A Ridiculous New Statistic
Posted: August 14th, 2009 | Filed under: Baseball | 28 Comments »
Well, it’s been a while since I’ve come up with a new baseball statistic.
So here you go: This is hardly new. In fact, I’m sure someone has already come up with a much better version of this statistic. But I can’t find it … so I’ll claim it as my own for now. This effort is actually based on a Sabermetric effort I ran across during my 09/09/09 research. There was this guy back in 1975 who had invented his own statistic (if I remember correctly — I can’t find the clipping itself right now) that went like so:
(Total bases + Times on base) / Plate Appearances.

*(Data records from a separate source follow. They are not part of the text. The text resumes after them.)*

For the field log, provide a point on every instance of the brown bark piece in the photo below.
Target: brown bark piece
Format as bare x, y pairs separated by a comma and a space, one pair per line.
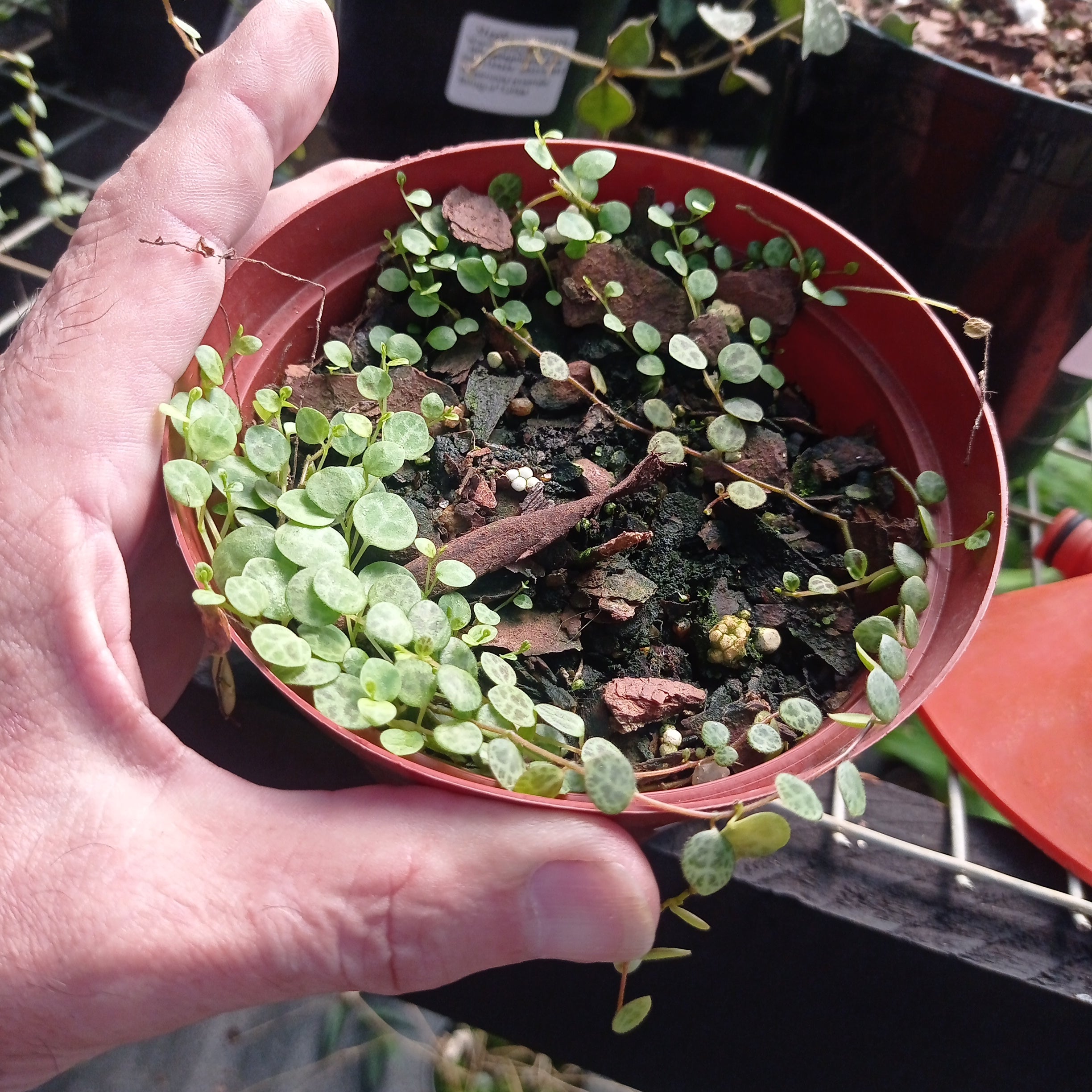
517, 538
650, 295
636, 703
476, 219
770, 294
596, 478
547, 634
710, 335
626, 541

I don’t remember the guy’s explanation precisely … but I do remember thinking that is sounded quite lucid, especially since this was almost 35 years ago. And I do remember that he was saying the most important part of the game was getting on base and that the second-most important part was advancing on the bases, and so he combined the two into this one statistic — and this definitely seemed to presage the rise of on base percentage and OPS and so on. I have no earthly idea if the formula itself makes any mathematical sense at all … but it was a fun thing, especially for 1975 when batting average was pretty much the ONLY statistic going.
So I decided to figure this years numbers with that stat. Of course, I had to put in a couple of modifications. Basically, I figured in stolen bases, caught stealing, grounded into double plays and, yes, sacrifices. I didn’t want to put sacrifices in there but then I thought I should at least pay some homage to those who give themselves up in the fight. Or something like that.
So my statistic looks like this:
((Total bases + Times on Base + Stolen Bases + Sacrifice hits and flies) – (caught stealing + grounded into double plays)) / (Plate Appearances + Caught Stealing)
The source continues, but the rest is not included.